Les dynamiques régionales dans le domaine mondial des semences potagères reflètent diverses zones agro-climatiques, régimes réglementaires et modèles alimentaires. L'Amérique du Nord représente près de 27 % des revenus de 2024, soutenus par des opérations de serre sophistiquées et l'adoption précoce de caractères biotechnologiques. L'Europe, à 25 %, met l'accent sur la saveur, la durabilité et le strict respect des résidus, favorisant les entreprises capables de démontrer une génétique à faibles intrants. L'Asie-Pacifique constitue le bloc qui connaît la croissance la plus rapide, avec une croissance annuelle supérieure à 12 %, alors que la hausse des revenus disponibles en Inde, en Chine et en Asie du Sud-Est pousse la consommation de légumes à la hausse. L'Amérique latine et l'Afrique contribuent collectivement à hauteur d'environ 14 %, mais représentent un potentiel futur démesuré compte tenu de la disponibilité des superficies cultivées et de la diversification des cultures induite par le changement climatique.

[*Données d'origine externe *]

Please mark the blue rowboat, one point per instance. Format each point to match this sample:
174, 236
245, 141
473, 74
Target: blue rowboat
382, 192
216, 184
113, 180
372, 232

La concurrence est inégale selon les régions. Les Seminis de Bayer dominent les tomates cultivées sous protection au Mexique, tandis que Syngenta occupe le leadership du poivre chinois grâce à des stations de sélection localisées. East-West Seed, bien qu'il se classe au huitième rang mondial, détient plus de 35 % de part de marché aux Philippines et en Indonésie, illustrant à quel point l'intimité régionale peut l'emporter sur l'échelle pure. La libéralisation tarifaire dans le cadre de la Zone de libre-échange continentale africaine incite déjà le Groupe Limagrain et BASF Nunhems à établir des hubs régionaux respectivement au Kenya et en Afrique du Sud.

Répartition géographique du marché des semences potagères

Dans l'ensemble, le leadership régional repose sur trois facteurs : l'adaptabilité des cultivars aux stress locaux, la force de distribution sur le dernier kilomètre et la capacité de regrouper les services de conseil.

Perspectives Futures et Impératifs Stratégiques

À l’échelle mondiale, les perspectives du marché restent résolument porteuses, soutenues par la croissance démographique et les évolutions des modes de consommation et une utilisation grandissante de semences à plus forte valeur ajoutée qui répondent aux enjeux de demain.

Le succès des entreprises du marché des semences de légumes dépend de la mise en œuvre de cinq impératifs :

  1. Garantir la diversité génétique dans un contexte de renforcement de la législation sur l'accès.
  2. Localiser la R&D pour lutter contre les stress abiotiques spécifiques à la région.
  3. Intégrer le soutien à l’agronomie numérique pour fidéliser les agriculteurs.
  4. Intégrer les paramètres ESG (Environnementaux, Sociaux et de Gouvernance), en particulier l'efficacité de l'utilisation de l'eau, dans le positionnement des produits.
  5. Adopter des architectures de chaîne d’approvisionnement agiles et résilientes aux chocs géopolitiques.

Les leaders du marché mondial des semences continueront de jouer un rôle crucial dans la réponse aux besoins alimentaires croissants de la planète, en développant des variétés toujours plus performantes, résilientes et adaptées aux défis environnementaux et sociaux.